The issue has been highlited in some issues.
There is an race condition in which a resource that is created with the new provider are beeing checked to see if it exists right away. And for some resources like Conditional Access Policies do not have the time to be created before this check is made. And returns a 404 not found error, and causes Terraform to throw an error.

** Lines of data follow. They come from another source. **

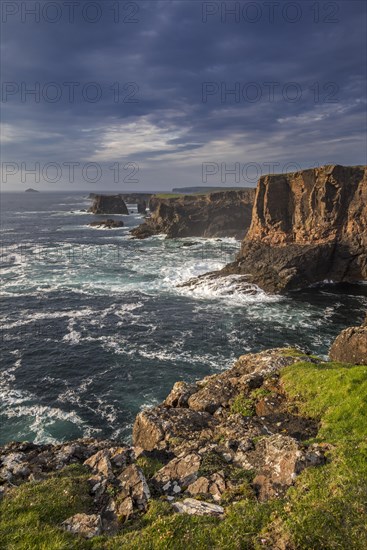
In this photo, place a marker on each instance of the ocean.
(94, 327)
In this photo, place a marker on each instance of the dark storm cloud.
(300, 87)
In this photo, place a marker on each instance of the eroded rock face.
(219, 214)
(351, 346)
(108, 204)
(307, 227)
(108, 224)
(210, 443)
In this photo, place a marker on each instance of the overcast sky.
(148, 90)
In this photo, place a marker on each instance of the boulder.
(278, 459)
(134, 493)
(108, 204)
(179, 472)
(351, 346)
(108, 224)
(155, 428)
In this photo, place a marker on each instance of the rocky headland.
(108, 224)
(108, 204)
(307, 227)
(219, 214)
(262, 443)
(351, 345)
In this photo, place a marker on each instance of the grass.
(325, 510)
(31, 516)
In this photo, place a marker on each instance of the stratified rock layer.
(351, 346)
(220, 214)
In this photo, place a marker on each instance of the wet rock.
(85, 525)
(108, 224)
(180, 471)
(198, 508)
(180, 394)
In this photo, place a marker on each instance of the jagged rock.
(278, 460)
(218, 214)
(142, 206)
(85, 525)
(108, 204)
(197, 507)
(350, 346)
(134, 492)
(307, 227)
(108, 224)
(180, 394)
(155, 427)
(180, 471)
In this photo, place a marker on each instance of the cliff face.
(108, 204)
(220, 214)
(307, 227)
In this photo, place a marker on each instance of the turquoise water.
(94, 327)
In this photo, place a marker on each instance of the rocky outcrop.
(228, 430)
(108, 204)
(108, 224)
(351, 346)
(142, 206)
(219, 214)
(307, 227)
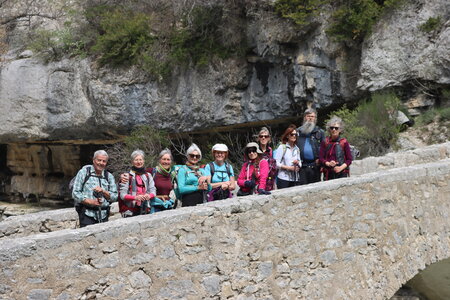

This script solve this issue by replaying the latest request when an 404 error is recived a number of time (defaults to 3). When a successfull response is provided it will redirect it to Terraform. Or if the max retries is met, it will redirect the failed call to Terraform.
The only python package requirements is mitmproxy.
It is recomended to install the dependency in a venv.
Create the venv:
python -m venv venv
Activating the venv:
source venv/bin/activate
Then install mitmproxy
pip install mitmproxy
Or check the install inscrutions at mitmproxys site
Since the proxy inspects HTTPS traffic, a mitmproxy root cert is need to be installed in the az cli certificate trust. To donwload the certificate follow the inscrution on mitmproxys site https://docs.mitmproxy.org/stable/concepts/certificates/
The certificate will need to be installed in the az clis certificate store, see these insstructions https://learn.microsoft.com/en-us/cli/azure/use-azure-cli-successfully-troubleshooting?view=azure-cli-latest#work-behind-a-proxy
Start the script without optional arguemnts:
python3 proxy.py
Start the script with arguments:
python3 proxy.py --port 4444 --host 0.0.0.0 --retries 5
And then to run Terraform via proxyn:
HTTPS_PROXY=localhost:4444 terraform apply
or export the HTTPS_PROXY variable, but i would sugest to use the command above instead, since it might be required to switch between the proxy and not using the proxy see Known issues.
--port which port the scripts listens to, if a port that is allready in use the script will fail (default: 8080)
--host which host the script listens to (default: 127.0.0.1)
--retries the max retries that will be allowed (default: 3)
The the first time trying to use the proxy and sometimes after that, az cli will still throw an SSLError, saying that to use a proxy the ceritficate will need to be added to az clis certificate store.
The workaround i have found is just to run Terraform without the proxy once (if using apply just abort the apply), and then run the Terraform command with the proxy again.